Chapter Outline
- Describe uniform circular motion.
- Explain non-uniform circular motion.
- Calculate angular acceleration of an object.
- Observe the link between linear and angular acceleration.
- Observe the kinematics of rotational motion.
- Derive rotational kinematic equations.
- Evaluate problem solving strategies for rotational kinematics.
- Understand the relationship between force, mass and acceleration.

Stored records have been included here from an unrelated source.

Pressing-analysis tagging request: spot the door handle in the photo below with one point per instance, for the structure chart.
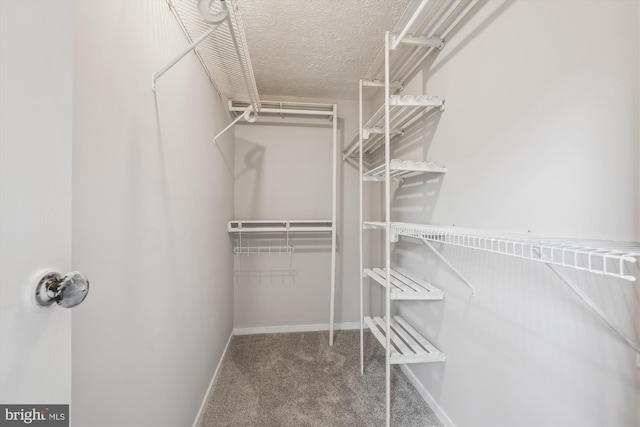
(67, 291)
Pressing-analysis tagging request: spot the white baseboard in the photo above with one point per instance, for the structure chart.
(295, 328)
(198, 419)
(442, 416)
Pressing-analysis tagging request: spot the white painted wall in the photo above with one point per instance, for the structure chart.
(541, 134)
(152, 195)
(283, 170)
(35, 196)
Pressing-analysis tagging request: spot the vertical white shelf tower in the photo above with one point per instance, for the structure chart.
(419, 32)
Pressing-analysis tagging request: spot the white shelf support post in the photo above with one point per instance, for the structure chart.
(334, 219)
(387, 196)
(455, 270)
(361, 176)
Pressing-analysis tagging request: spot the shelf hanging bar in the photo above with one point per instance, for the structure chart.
(215, 19)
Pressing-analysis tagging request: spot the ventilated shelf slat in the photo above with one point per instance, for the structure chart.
(407, 345)
(608, 258)
(403, 111)
(274, 226)
(405, 286)
(400, 169)
(225, 53)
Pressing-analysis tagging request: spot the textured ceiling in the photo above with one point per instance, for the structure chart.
(315, 48)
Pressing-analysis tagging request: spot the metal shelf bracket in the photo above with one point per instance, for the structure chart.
(455, 270)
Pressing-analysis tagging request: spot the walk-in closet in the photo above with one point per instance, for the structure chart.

- Study the turning effect of force.
- Study the analogy between force and torque, mass and moment of inertia, and linear acceleration and angular acceleration.
- Derive the equation for rotational work.
- Calculate rotational kinetic energy.
- Demonstrate the Law of Conservation of Energy.
- Understand the analogy between angular momentum and linear momentum.
- Observe the relationship between torque and angular momentum.
- Apply the law of conservation of angular momentum.
- Observe collisions of extended bodies in two dimensions.
- Examine collision at the point of percussion.
- Describe the right-hand rule to find the direction of angular velocity, momentum, and torque.
- Explain the gyroscopic effect.
- Study how Earth acts like a gigantic gyroscope.
Why do tornadoes spin at all? And why do tornados spin so rapidly? The answer is that air masses that produce tornadoes are themselves rotating, and when the radii of the air masses decrease, their rate of rotation increases. An ice skater increases her spin in an exactly analogous manner as seen in Figure 10.2. The skater starts her rotation with outstretched limbs and increases her spin by pulling them in toward her body. The same physics describes the exhilarating spin of a skater and the wrenching force of a tornado.
Clearly, force, energy, and power are associated with rotational motion. These and other aspects of rotational motion are covered in this chapter. We shall see that all important aspects of rotational motion either have already been defined for linear motion or have exact analogs in linear motion. First, we look at angular acceleration—the rotational analog of linear acceleration.